A cow may not accept its calf or a twin might have to be fostered to another cow.
Whatever the circumstance, it takes time and effort to get a cow and calf together if they aren’t inclined to do so on their own.
Anneliese Heinrich is studying the mismothering issue as the focus of her PhD research at the University of Calgary. She showed the initial stages of the study in the poster portion of the Canadian Beef Industry Conference held Aug 15-17.
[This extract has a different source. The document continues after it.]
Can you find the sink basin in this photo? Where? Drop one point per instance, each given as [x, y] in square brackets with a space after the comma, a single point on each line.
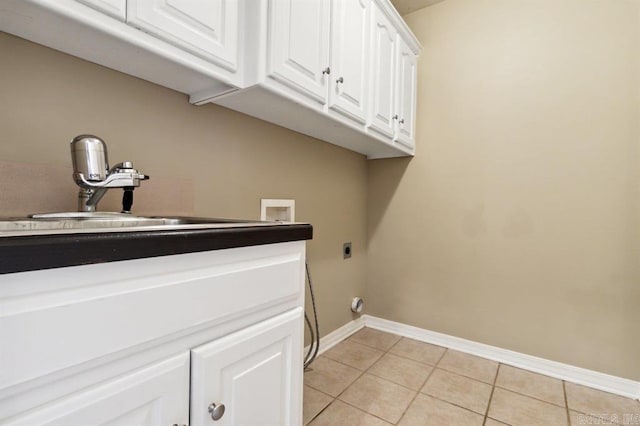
[111, 222]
“There is currently little research identifying risk factors for why cows mismother. There is also little to no research offering solutions as to the best way to get a cow to accept a calf — her own or a foster,” reads Heinrich’s poster.
A survey through the Western Canadian Cow-Calf Surveillance Network is designed to provide her with more data to study the matter.
Her work also began with a survey of 15 cow-calf operations near Calgary to gauge prevalence of the problem and how producers deal with it.
The small sample size does not allow Heinrich to draw conclusions but she was surprised that cows were culled in only three of 10 reported cases of mismothering.
She suspected producers would take a harsher approach to cows that had mothering issues after calving. As well, five of 10 reported cases occurred in heifers, although anecdotally the problem occurs more frequently in heifers than in cows.
Producers who reported mismothering issues spent anywhere from an hour to a week of their time trying to resolve them. The most common reasons for fostering were twins or death of the mother.
The initial survey also asked producers how they dealt with cross-fostering calves when the need arose. Most simply leave the pair in a pen together, but draping the hide from the cow’s dead calf onto the foster calf was also common.
Reasons for mismothering are unknown, said Heinrich.
“We’re trying to figure it out basically, and then hopefully come up with some solutions to help people get cows to accept calves better,” she said.
Her study will also involve studying hormone profiles of cows and heifers around the time of calving to see if there’s a difference be-tween cows and heifers and whether calving difficulty or caesarians have a relationship to mothering.